Austausch zwischen Berufsstand und Finanzverwaltung München
Datum:
Heft 04/2026: Führungskompetenz & Soft Skills
Am 7. Juli 2026 fand in den Räumlichkeiten der Steuerberaterkammer München das jährliche Treffen des Berufsstandes mit Vertretern der Finanzverwaltung München statt. Der Einladung des Kammerpräsidenten Prof. Dr. Hartmut Schwab waren unter der Leitung von Dr. Klaus-Peter Prey sechs Abteilungsleiter der Finanzverwaltung gefolgt. Der LSWB war durch Präsident Stefan Dreßler, die Vizepräsidenten Andreas L. Huber, Sabine Oettinger und Dr. Jutta Fischer-Neuner, die Vorständin und Bezirksvorsitzende Martina Högel-Stöckle sowie den Leiter der Münchner Zweigstelle, Klaus Richter, vertreten.
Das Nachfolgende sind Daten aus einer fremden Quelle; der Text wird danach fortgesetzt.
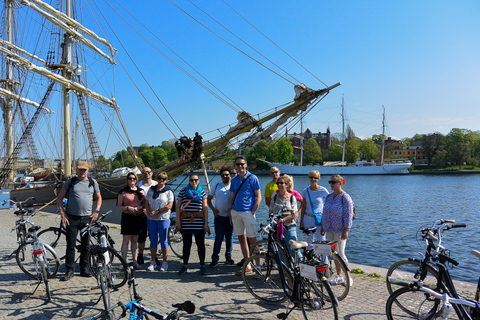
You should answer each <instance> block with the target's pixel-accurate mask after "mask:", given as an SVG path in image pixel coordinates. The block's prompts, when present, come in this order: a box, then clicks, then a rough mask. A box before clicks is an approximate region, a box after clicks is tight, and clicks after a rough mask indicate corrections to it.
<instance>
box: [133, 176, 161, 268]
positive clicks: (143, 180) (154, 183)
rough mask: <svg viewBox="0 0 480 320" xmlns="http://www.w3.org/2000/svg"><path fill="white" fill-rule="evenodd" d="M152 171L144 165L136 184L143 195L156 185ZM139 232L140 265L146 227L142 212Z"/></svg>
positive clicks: (143, 260)
mask: <svg viewBox="0 0 480 320" xmlns="http://www.w3.org/2000/svg"><path fill="white" fill-rule="evenodd" d="M152 177H153V172H152V170H151V169H150V168H149V167H145V168H144V169H143V172H142V180H140V182H139V183H138V186H139V187H140V188H142V189H143V192H144V193H145V195H148V189H150V187H151V186H156V185H157V181H155V180H153V179H152ZM140 219H141V221H140V234H139V235H138V257H137V262H138V264H140V265H142V264H144V263H145V260H144V259H143V251H145V241H146V240H147V234H148V227H147V215H146V214H143V215H141V216H140Z"/></svg>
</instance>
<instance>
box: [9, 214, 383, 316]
mask: <svg viewBox="0 0 480 320" xmlns="http://www.w3.org/2000/svg"><path fill="white" fill-rule="evenodd" d="M111 215H112V218H114V215H118V216H120V214H119V213H118V212H116V211H114V212H113V213H112V214H111ZM0 216H1V221H2V223H1V225H0V241H1V246H0V257H1V258H0V303H1V306H2V308H1V309H2V312H1V313H0V319H7V318H8V319H67V318H70V319H73V318H75V319H76V318H79V319H85V318H89V317H91V316H93V315H94V314H95V313H97V312H98V310H100V309H101V304H102V303H101V302H100V303H99V304H98V305H97V304H96V302H97V301H98V299H99V297H100V292H99V290H91V288H92V287H94V286H95V285H96V280H95V279H94V278H82V277H80V276H79V274H78V271H79V270H78V265H77V273H76V275H75V277H74V278H73V279H72V280H70V281H68V282H61V281H59V279H60V276H61V275H63V273H64V272H65V268H64V266H63V265H62V266H61V268H60V271H59V275H57V276H56V277H55V278H53V279H51V281H50V287H51V292H52V299H53V302H52V303H50V304H46V296H45V290H44V286H43V284H41V285H40V287H39V288H38V290H37V291H36V292H35V293H34V294H33V291H34V289H35V287H36V285H33V286H32V283H34V281H33V280H32V279H29V278H28V277H27V276H26V275H25V274H24V273H23V272H22V271H21V270H20V268H19V267H18V266H17V264H16V262H15V257H13V256H9V255H10V253H11V252H12V251H13V250H14V249H15V248H16V239H15V234H14V233H10V230H11V228H12V227H13V226H14V223H15V220H16V218H17V217H16V216H15V215H13V213H12V210H0ZM32 221H33V222H34V223H35V224H36V225H39V226H41V227H42V228H47V227H49V226H57V225H58V224H59V221H60V220H59V217H58V216H57V215H56V214H51V213H46V212H45V213H39V214H37V215H36V216H35V217H34V218H33V219H32ZM110 230H111V235H112V237H113V238H114V240H115V241H116V245H115V246H116V248H117V249H118V248H119V247H120V243H121V235H120V230H119V227H117V225H116V224H111V229H110ZM147 243H148V240H147ZM207 243H208V244H207V262H206V264H207V265H208V264H209V263H210V261H211V260H210V256H211V252H212V247H213V244H212V243H211V242H207ZM145 254H146V256H147V257H148V256H149V253H148V252H147V251H145ZM222 255H223V251H222V252H221V255H220V256H221V257H222ZM233 259H234V260H235V261H239V260H240V259H241V252H240V248H239V247H236V248H235V249H234V253H233ZM147 265H148V264H145V265H144V267H145V268H146V267H147ZM181 265H182V262H181V260H180V259H179V258H177V257H176V256H175V255H173V254H171V255H170V256H169V269H168V271H167V272H160V271H158V270H156V271H153V272H147V271H145V270H142V271H137V272H136V282H137V284H138V287H137V290H138V292H139V294H140V295H141V296H142V297H143V299H144V300H143V301H142V303H143V304H144V305H146V306H147V307H150V308H152V309H153V310H156V311H157V312H160V313H162V314H163V313H167V312H169V311H171V310H172V307H171V305H172V303H177V302H183V301H185V300H191V301H193V302H194V303H195V305H196V307H197V309H196V311H195V314H193V315H186V314H183V315H184V317H182V318H185V319H276V314H277V313H280V312H283V311H285V306H286V303H285V304H283V305H279V306H269V305H265V304H262V303H260V302H259V301H258V300H256V299H254V298H253V297H252V296H251V295H250V294H249V293H248V292H247V290H246V289H245V286H244V285H243V282H242V279H241V277H240V276H237V275H235V272H236V271H237V270H238V269H239V268H238V267H235V266H228V265H225V264H224V262H221V263H220V265H219V266H218V267H217V268H216V269H209V268H208V267H207V274H206V275H205V276H201V275H200V273H199V264H198V257H197V251H196V248H195V244H194V245H193V249H192V255H191V262H190V266H189V267H190V269H189V272H188V273H187V274H185V275H184V276H179V275H177V272H178V270H179V269H180V267H181ZM351 268H358V269H361V270H363V271H364V272H365V274H352V277H353V279H354V286H353V288H351V289H350V294H349V296H348V297H347V298H346V299H345V300H343V301H341V302H340V305H339V313H340V317H339V318H340V319H348V320H362V319H385V311H384V310H385V302H386V299H387V290H386V288H385V270H384V269H380V268H371V267H367V266H361V265H355V264H351ZM372 273H376V274H379V275H381V277H380V278H374V277H371V276H370V275H369V274H372ZM129 299H130V298H129V294H128V286H126V285H125V286H124V287H122V288H120V289H119V290H118V291H116V292H114V293H113V294H112V302H116V301H122V302H124V303H127V302H128V301H130V300H129ZM289 319H303V317H302V314H301V311H300V310H299V311H294V312H293V313H292V314H291V316H290V317H289ZM325 319H329V317H328V316H327V315H326V317H325Z"/></svg>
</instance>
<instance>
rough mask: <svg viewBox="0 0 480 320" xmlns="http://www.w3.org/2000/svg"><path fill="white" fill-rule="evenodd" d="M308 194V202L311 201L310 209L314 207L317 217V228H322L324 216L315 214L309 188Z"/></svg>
mask: <svg viewBox="0 0 480 320" xmlns="http://www.w3.org/2000/svg"><path fill="white" fill-rule="evenodd" d="M307 194H308V200H310V207H312V211H313V215H314V216H315V226H316V227H320V226H322V215H321V214H317V213H316V212H315V209H314V208H313V202H312V198H311V197H310V192H309V191H308V188H307Z"/></svg>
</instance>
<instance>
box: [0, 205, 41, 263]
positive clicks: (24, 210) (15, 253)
mask: <svg viewBox="0 0 480 320" xmlns="http://www.w3.org/2000/svg"><path fill="white" fill-rule="evenodd" d="M29 200H34V201H36V199H35V198H33V197H30V198H28V199H27V200H25V201H17V202H15V201H13V200H9V199H8V200H3V201H2V206H3V205H5V204H6V203H7V202H10V203H12V204H13V208H14V212H13V213H14V214H15V215H17V216H19V217H20V219H18V220H17V221H15V228H13V229H12V231H14V230H16V233H17V243H18V246H20V245H22V244H23V243H25V242H27V227H26V224H27V223H29V221H28V219H30V217H31V213H33V212H34V211H35V210H34V209H33V208H29V209H24V208H23V207H22V205H23V204H24V203H26V202H27V201H29ZM26 214H30V216H28V218H27V219H25V215H26ZM17 250H18V247H17V249H15V250H14V251H13V252H12V253H11V254H10V256H9V257H11V256H12V255H14V254H16V252H17ZM22 254H23V252H22Z"/></svg>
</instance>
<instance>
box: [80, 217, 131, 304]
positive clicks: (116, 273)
mask: <svg viewBox="0 0 480 320" xmlns="http://www.w3.org/2000/svg"><path fill="white" fill-rule="evenodd" d="M110 212H112V211H111V210H110V211H108V212H106V213H104V214H101V215H100V216H99V217H98V219H97V220H96V221H95V222H94V223H92V224H90V225H88V226H86V227H85V228H83V229H82V231H81V234H82V236H83V235H84V234H85V233H87V232H88V233H89V234H90V236H91V239H94V240H95V241H94V243H95V244H93V245H91V246H90V247H89V249H88V252H87V259H88V262H89V267H90V270H91V272H92V274H93V275H94V276H95V277H96V278H97V284H98V286H97V287H95V288H93V289H98V288H100V290H101V292H102V294H101V297H100V298H99V300H100V299H102V300H103V304H104V307H105V310H108V309H109V308H110V306H111V301H110V290H111V289H117V288H120V287H121V286H123V285H124V284H125V283H126V282H127V279H128V265H127V263H126V262H125V260H124V259H123V257H122V256H121V255H120V254H119V253H118V251H117V250H115V249H114V248H113V247H112V246H111V244H109V243H108V239H109V236H108V226H107V225H105V224H103V223H102V220H103V218H104V217H105V216H106V215H108V214H109V213H110Z"/></svg>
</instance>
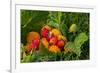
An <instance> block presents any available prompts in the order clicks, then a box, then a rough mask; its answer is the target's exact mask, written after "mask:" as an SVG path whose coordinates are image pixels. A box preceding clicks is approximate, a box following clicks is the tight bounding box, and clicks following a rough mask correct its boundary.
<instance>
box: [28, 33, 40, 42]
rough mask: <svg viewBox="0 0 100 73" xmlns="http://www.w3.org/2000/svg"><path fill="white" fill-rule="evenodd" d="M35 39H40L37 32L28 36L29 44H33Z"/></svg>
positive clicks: (39, 35) (32, 33)
mask: <svg viewBox="0 0 100 73" xmlns="http://www.w3.org/2000/svg"><path fill="white" fill-rule="evenodd" d="M34 39H40V35H39V34H38V33H37V32H29V33H28V35H27V43H32V42H33V40H34Z"/></svg>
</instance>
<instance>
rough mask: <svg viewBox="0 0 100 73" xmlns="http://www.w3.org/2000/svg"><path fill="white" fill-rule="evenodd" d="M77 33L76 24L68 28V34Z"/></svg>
mask: <svg viewBox="0 0 100 73" xmlns="http://www.w3.org/2000/svg"><path fill="white" fill-rule="evenodd" d="M76 31H77V25H76V24H72V25H71V26H70V28H69V32H72V33H75V32H76Z"/></svg>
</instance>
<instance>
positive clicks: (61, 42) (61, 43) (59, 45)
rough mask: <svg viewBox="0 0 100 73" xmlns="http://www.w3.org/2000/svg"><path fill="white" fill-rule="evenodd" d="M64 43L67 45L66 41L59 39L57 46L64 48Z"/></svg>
mask: <svg viewBox="0 0 100 73" xmlns="http://www.w3.org/2000/svg"><path fill="white" fill-rule="evenodd" d="M64 45H65V42H64V41H63V40H59V41H58V42H57V46H58V47H59V48H63V47H64Z"/></svg>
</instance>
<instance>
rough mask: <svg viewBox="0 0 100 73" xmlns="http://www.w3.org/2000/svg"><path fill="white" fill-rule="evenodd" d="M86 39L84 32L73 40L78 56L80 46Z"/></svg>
mask: <svg viewBox="0 0 100 73" xmlns="http://www.w3.org/2000/svg"><path fill="white" fill-rule="evenodd" d="M87 40H88V37H87V35H86V33H84V32H83V33H80V34H79V35H78V36H77V37H76V38H75V40H74V44H75V46H76V50H75V52H76V53H77V55H78V56H80V54H81V46H82V45H83V44H84V42H85V41H87Z"/></svg>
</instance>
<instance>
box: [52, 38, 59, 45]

Zu Beginn erläuterte die Finanzverwaltung das sogenannte „Resi-Scan-Verfahren“. Dabei handelt es sich um das rechtssichere Scannen eingereichter Unterlagen. Problematisch ist aus Sicht der Beraterschaft insbesondere, dass die eingereichten Originaldokumente grundsätzlich nicht zurückgegeben werden. Aufgrund des Charakters als Massenverfahren werden die Unterlagen in der Regel nach sechs Wochen vernichtet. Selbst Hinweise auf eine gewünschte Rücksendung können häufig nicht berücksichtigt werden. Es wurde daher empfohlen, grundsätzlich nur Kopien einzureichen.
Die Finanzverwaltung bat zudem darum, von Mandanten widerrufene Vollmachten zeitnah auch in der Vollmachtsdatenbank zu löschen, damit die dort hinterlegten Daten den tatsächlichen Vertretungsverhältnissen entsprechen.
Ein weiterer Schwerpunkt war die derzeit geplante Überarbeitung der Betriebsprüfungsordnung (BpO 2000), die künftig als Außenprüfungsordnung (ApO) bezeichnet werden soll. Die Neuregelung soll insbesondere eine stärkere Fokussierung auf bestimmte Prüfungsschwerpunkte ermöglichen. So könnte beispielsweise bei Neugründungen die Einnahmenseite eines Wirtschaftsjahres gezielt Gegenstand einer Prüfung sein.
Darüber hinaus wurden praktische Hemmnisse bei Außenprüfungen diskutiert. Auch wenn der Betrieb weiterhin der vorrangige Prüfungsort bleibt, wurde hervorgehoben, dass persönliche Gespräche in den Kanzleiräumen des steuerlichen Beraters oftmals zielführender sind als eine ausschließlich telefonische Kommunikation. Zudem wurde darauf hingewiesen, dass bei einer außergewöhnlichen Häufung von Prüfungsanordnungen eine Abstimmung mit der Finanzverwaltung sinnvoll sein kann, um die Prüfungen zeitlich zu entzerren.
Angesprochen wurden außerdem abweichende Steuerbescheide ohne ausreichende Erläuterungen sowie Schwierigkeiten im Zusammenhang mit dem Verfahren „RABE“.
Ebenfalls diskutiert wurden die Auswirkungen von Änderungen im System „Biene“. Zwar habe sich die Lesbarkeit der Dokumente für den Menschen verbessert, gleichzeitig sei jedoch die maschinelle Weiterverarbeitung erschwert worden. Zur Lösung dieser Problematik arbeitet bereits eine Arbeitsgruppe an praktikablen Verbesserungen.
Zum Abschluss befassten sich die Teilnehmer mit der weiteren Digitalisierung der Kommunikation zwischen Berufsstand und Finanzverwaltung. Insbesondere in den Bereichen Vollstreckung und Rechtsbehelfsstelle ist bislang vielfach nur eine postalische Kommunikation möglich. Nach Angaben der Finanzverwaltung sind die technischen Voraussetzungen für elektronische Kommunikationswege jedoch grundsätzlich vorgesehen. Im Bereich der Vollstreckung sollen diese mit einer der nächsten Versionen von UNIFA (Universeller Finanzamtsarbeitsplatz) verfügbar sein.